In Kiobel v. Royal Dutch Petroleum Co., released last Wednesday, the U.S. Supreme Court significantly restricted the claims that may be brought against foreign actors under the Alien Tort Statute (“ATS“). The ATS is a one-sentence statute enacted in 1789 which provides that “[t]he district courts shall have original jurisdiction of any civil action by an alien for a tort only, committed in violation of the law of nations or a treaty of the United States”. Since being “rediscovered” in the 1970s, the ATS has been used to launch numerous class actions against non-U.S. corporations for alleged human rights abuses carried out abroad. The Kiobel decision is therefore an important one for Canadian businesses that engage in significant operations in developing countries.
The Kiobel litigation involved a proposed class action by Nigerian nationals who were resident in the United States. They alleged that the defendant Dutch, British and Nigerian corporations aided and abetted the Nigerian Government in committing violations of the law of nations in Nigeria while they were engaged in oil exploration and production activities there.

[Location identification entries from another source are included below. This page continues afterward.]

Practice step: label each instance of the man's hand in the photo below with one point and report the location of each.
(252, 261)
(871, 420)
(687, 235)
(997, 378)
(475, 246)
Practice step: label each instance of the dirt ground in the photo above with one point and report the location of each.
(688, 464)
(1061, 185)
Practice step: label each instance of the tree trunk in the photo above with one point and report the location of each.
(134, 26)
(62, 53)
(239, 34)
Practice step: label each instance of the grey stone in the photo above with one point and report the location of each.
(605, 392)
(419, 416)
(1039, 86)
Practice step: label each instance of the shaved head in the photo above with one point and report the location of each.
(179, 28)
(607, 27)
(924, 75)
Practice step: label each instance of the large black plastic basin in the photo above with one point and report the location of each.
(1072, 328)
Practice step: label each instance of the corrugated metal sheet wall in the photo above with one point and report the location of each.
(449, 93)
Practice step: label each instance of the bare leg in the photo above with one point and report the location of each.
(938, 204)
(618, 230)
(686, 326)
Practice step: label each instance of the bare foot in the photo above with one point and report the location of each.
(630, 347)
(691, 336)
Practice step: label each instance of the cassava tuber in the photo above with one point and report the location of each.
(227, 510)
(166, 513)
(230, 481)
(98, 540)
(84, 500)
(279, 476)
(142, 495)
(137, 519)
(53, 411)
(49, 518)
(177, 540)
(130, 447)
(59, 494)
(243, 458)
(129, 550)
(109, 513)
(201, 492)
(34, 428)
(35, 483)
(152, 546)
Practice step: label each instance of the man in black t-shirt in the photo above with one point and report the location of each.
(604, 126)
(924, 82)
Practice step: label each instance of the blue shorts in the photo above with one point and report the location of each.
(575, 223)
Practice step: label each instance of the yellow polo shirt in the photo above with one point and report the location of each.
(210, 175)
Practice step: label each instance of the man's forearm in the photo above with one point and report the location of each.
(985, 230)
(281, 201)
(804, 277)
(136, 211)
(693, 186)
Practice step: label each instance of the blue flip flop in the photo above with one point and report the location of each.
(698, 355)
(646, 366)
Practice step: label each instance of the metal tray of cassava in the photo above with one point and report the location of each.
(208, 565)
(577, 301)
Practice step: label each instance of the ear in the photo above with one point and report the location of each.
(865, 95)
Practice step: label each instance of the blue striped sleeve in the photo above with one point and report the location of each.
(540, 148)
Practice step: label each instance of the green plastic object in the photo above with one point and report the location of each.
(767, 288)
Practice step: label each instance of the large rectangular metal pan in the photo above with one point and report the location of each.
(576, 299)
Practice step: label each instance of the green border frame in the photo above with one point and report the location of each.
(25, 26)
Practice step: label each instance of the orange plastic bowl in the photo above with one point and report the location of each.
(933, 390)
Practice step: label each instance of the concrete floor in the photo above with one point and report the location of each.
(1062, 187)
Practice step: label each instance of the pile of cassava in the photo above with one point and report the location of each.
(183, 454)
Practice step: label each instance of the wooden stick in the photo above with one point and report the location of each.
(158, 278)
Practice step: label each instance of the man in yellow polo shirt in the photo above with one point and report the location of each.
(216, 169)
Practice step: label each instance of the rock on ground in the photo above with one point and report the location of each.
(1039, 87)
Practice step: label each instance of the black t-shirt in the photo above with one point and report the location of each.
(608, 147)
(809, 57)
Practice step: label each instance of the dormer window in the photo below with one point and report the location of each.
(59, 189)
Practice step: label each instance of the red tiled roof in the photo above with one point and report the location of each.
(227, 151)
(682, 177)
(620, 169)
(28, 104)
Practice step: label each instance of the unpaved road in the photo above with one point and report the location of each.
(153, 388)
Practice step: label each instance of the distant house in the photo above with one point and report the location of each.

As discussed in a previous post, the claim was originally dismissed by the U.S. Court of Appeals for the Second Circuit on the ground that the law of nations does not recognize corporate liability. The Supreme Court granted certiorari to address that issue. However, after hearing oral arguments, the Court asked the parties to file supplemental briefs addressing whether and when the ATS applies to violations of the law of nations occurring in a territory outside the United States.
The Kiobel Decision
The majority of the Court, per Chief Justice Roberts, held that the ATS does not apply to claims in which all the relevant conduct took place outside the United States. Applying the presumption against extraterritoriality, the majority found there was nothing in the text, history or purpose of the ATS to suggest that it was intended to apply to foreign conduct. Generic terminology like “any civil action” was insufficient to rebut the presumption, and a violation of the “law of nations” affecting an “alien” could occur within the United States. Interestingly, the Court also drew upon William Blackstone’s Commentaries on the Laws of England to find that, at the time when the ATS was enacted, only three principal offences against the law of nations had been recognized: (1) violation of safe conducts; (2) infringement of the rights of ambassadors; and (3) piracy. The first two offences had no necessary extraterritorial application. Further, applying U.S. law to piracy “does not typically impose the sovereign will of the United States onto conduct occurring within the territorial jurisdiction of another sovereign, and therefore carries less direct foreign policy consequences”.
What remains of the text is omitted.